1) CompareDesigns: Write 1.5-2 page essay (max 12-point font), comparing and contrasting the Backtracking versus Branch-and-Bound design approaches, using your own words. Discuss how they compare to brute-force approach. In addition, discuss the differences and similarities (implementation and performance) between the solution for knapsack problem using Backtracking (Algorithm 5.7) versus Branch and Bound (Algorithm 6.2). The essay needs to be graduate level depth and breadth and at least 50% original thought. Note that work which is not written in student’s own words will not earn credit. Changing words to their synonyms is not sufficient and often changes the meaning of the context or makes it read as garbage because technical terms are changed incorrectly. 

2) CompareSorts: 

a) Implement the Selection Sort (Algorithm 7.2 pp. 292) and Insertion Sort (Algorithm 7.1 pp. 288-289) in Python programming language. 

b) Program files should have your name at the top in a comment, with short description of what is implemented in that program/file. Make sure your file(s) have appropriate names for this exercise. Program should write output to the Console and have hard coded input in main. 

c) In the video explain each of the algorithms and implementations, run the test program and discuss the output. 

d) Capture runtime (how long it took to sort): 

Use 3 different data sets: random values, already sorted, and sorted in opposite order of at least 2,000-10,000 elements each data set for each sorting algorithms. 

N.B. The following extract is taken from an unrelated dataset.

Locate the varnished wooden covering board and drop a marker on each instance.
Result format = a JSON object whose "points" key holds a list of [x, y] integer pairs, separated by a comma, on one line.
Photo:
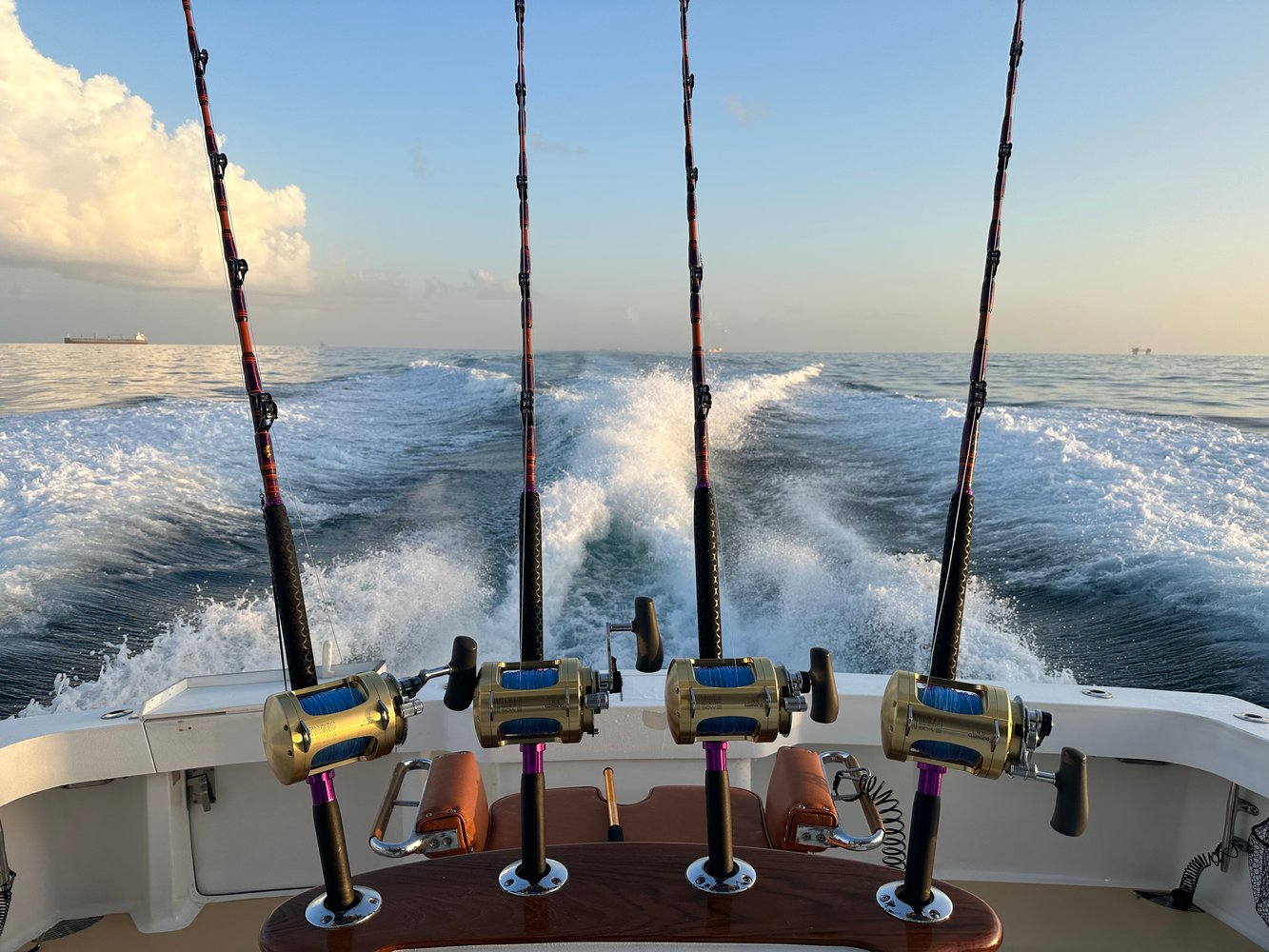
{"points": [[632, 893]]}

1.That means run for 5 different number of elements for each data set (e.g. 2000, 4000, 6000, 8000, 10000) to compare the runtime and see a growth trend when you graph it. 

2.That means you will have 3 types of datasets (random, sorted, reverse sorted) times 5 different inputs (number of elements) for a total of 15 runtime results for each algorithm. 

e) Graph the results using line graph (a) comparing the 3 dataset type results for the same algorithm to analyze and discuss the differences/similarities of growth rate trend for different input type and how it compares to time complexity (b) comparing the same dataset type for the different algorithms and again analyze and discuss the differences/similarities of growth rate trend for same input but different sorting algorithm and how it compares to time complexity 

f) Add code to capture comparison of keys and assignment of records: 

Graph these results and compare across datasets and algorithms 

1.Compare to runtime results and comparison of keys and assignments of records. 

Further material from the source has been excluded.